Encountering a failure in conditions skips the field and continue the current structure parsing. Encountering a failure in values makes the entire structure parsing fail.

  • triggers – defines a list of actions that should be taken when the field has been successfully parsed. An action can alter the definition a field of the current structure, e.g. set the length of the next field. An action is a field name inside the current structure, a field parameter and a value. The value can be a single value or a dictionary. The dictionary will be used to map the value of the current field to the value that will be given to the action parameter. The special value set indicate that the action parameter takes the value of the current field.

Note

When an action specify the field length as target and the value set, the length considers the value as a number of bytes, i.e. multiplied by 8, rather than bits. This behaviour is deprecated and byte_length should be used instead for that purpose.

  • fallback – defines alternative field parameters that are used in case of a failure when parsing the field.
  • repeated – takes a null value and indicates that the field should be parse repeatedly until the buffer ends. This is a lighter alternative to defining a separate structure with a single field.

Dissector output

The dissector outputs its result as a list of tuples.

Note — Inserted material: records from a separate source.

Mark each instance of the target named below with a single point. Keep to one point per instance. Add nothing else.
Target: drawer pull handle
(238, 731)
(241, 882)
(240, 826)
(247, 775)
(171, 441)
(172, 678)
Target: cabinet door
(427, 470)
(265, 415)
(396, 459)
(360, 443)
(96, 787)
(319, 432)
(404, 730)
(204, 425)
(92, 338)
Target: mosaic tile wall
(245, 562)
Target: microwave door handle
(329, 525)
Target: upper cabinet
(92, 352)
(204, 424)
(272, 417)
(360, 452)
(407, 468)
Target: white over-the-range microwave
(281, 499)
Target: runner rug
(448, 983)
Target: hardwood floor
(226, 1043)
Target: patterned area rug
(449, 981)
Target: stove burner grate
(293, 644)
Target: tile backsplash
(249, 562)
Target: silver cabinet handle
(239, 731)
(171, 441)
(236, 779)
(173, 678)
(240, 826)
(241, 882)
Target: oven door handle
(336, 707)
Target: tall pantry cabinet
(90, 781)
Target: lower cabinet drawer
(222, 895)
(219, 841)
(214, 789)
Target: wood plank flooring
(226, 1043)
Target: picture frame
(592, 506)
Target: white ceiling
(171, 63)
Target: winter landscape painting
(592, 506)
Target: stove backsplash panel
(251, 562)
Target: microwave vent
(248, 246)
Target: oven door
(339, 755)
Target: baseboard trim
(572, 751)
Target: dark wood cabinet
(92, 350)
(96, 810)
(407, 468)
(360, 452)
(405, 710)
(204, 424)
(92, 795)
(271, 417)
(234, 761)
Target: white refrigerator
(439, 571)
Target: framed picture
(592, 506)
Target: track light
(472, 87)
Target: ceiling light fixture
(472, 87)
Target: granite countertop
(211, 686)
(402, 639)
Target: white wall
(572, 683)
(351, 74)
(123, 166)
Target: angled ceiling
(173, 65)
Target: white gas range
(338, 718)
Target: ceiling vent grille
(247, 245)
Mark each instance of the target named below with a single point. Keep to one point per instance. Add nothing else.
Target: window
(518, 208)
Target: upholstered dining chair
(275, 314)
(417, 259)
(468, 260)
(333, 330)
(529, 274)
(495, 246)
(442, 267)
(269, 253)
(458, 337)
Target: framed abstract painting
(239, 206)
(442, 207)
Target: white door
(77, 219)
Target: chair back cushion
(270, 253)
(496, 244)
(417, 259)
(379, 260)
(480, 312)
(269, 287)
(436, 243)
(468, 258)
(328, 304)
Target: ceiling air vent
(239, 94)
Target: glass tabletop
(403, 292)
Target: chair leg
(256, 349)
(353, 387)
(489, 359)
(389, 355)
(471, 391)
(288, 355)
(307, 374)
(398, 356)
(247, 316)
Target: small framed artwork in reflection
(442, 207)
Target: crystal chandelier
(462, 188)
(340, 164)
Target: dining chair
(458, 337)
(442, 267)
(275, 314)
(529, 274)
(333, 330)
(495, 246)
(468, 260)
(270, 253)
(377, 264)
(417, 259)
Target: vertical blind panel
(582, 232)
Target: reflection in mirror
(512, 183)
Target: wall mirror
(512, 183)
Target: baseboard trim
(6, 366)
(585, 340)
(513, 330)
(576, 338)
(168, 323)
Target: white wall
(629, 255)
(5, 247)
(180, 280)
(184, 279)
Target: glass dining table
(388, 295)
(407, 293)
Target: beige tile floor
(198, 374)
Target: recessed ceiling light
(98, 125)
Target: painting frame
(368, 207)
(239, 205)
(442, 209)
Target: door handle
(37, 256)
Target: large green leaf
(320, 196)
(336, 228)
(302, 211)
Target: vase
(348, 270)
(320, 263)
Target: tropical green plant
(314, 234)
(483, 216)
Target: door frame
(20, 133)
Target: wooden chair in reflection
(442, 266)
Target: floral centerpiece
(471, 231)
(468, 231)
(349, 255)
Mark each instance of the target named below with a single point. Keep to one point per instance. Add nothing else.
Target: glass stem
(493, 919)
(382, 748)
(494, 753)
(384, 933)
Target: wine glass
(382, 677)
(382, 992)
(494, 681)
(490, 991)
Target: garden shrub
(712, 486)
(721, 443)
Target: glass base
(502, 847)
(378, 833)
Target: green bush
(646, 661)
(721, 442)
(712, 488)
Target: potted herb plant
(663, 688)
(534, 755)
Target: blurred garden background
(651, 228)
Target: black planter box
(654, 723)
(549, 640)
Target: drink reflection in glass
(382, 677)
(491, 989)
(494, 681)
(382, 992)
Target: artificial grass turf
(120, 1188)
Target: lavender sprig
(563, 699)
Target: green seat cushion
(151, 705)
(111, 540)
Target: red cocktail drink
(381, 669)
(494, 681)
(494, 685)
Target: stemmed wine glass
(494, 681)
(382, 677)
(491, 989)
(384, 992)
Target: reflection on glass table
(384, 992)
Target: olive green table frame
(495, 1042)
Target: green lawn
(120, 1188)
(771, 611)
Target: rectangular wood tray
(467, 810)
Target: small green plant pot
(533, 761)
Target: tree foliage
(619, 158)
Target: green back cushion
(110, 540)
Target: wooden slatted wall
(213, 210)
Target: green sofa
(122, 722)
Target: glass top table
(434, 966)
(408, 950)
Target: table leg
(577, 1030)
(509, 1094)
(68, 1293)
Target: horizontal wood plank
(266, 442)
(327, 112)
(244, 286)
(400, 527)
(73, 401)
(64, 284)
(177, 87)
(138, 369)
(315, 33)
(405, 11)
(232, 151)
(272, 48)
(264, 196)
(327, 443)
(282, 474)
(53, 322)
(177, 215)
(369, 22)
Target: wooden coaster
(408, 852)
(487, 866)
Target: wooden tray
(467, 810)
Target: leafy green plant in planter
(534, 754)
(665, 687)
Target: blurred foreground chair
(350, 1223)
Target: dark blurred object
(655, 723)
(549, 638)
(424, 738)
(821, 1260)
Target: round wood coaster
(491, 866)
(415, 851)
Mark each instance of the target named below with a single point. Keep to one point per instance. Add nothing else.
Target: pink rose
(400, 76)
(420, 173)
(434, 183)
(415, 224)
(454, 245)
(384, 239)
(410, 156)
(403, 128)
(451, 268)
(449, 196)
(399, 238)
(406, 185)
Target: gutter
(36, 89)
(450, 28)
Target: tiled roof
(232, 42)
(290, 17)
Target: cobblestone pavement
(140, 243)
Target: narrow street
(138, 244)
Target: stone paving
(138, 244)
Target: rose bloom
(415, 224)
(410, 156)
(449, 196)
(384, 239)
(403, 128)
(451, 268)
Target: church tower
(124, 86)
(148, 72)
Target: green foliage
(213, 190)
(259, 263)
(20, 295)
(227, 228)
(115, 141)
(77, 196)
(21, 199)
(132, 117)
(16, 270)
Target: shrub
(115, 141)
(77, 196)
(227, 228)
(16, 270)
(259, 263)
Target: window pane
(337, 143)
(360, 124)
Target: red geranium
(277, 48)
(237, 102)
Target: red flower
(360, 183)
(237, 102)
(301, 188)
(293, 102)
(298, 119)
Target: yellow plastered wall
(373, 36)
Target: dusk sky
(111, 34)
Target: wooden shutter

Structure and field are represented as tuples. Each tuple has the form \((name, value, start_{off}, end{off})\). The \(name\) is the name of the structure or field. \(start_{off}\) and \(end{off}\) are the offset in the payload the value is spanning. The \(value\) itself can be a tuple or a list of tuples, or a value extracted from the payload (of type int, bytes, str, …). The \(value\) of fields is a tuple or an extracted value. Structures always have a list of tuples as \(value\).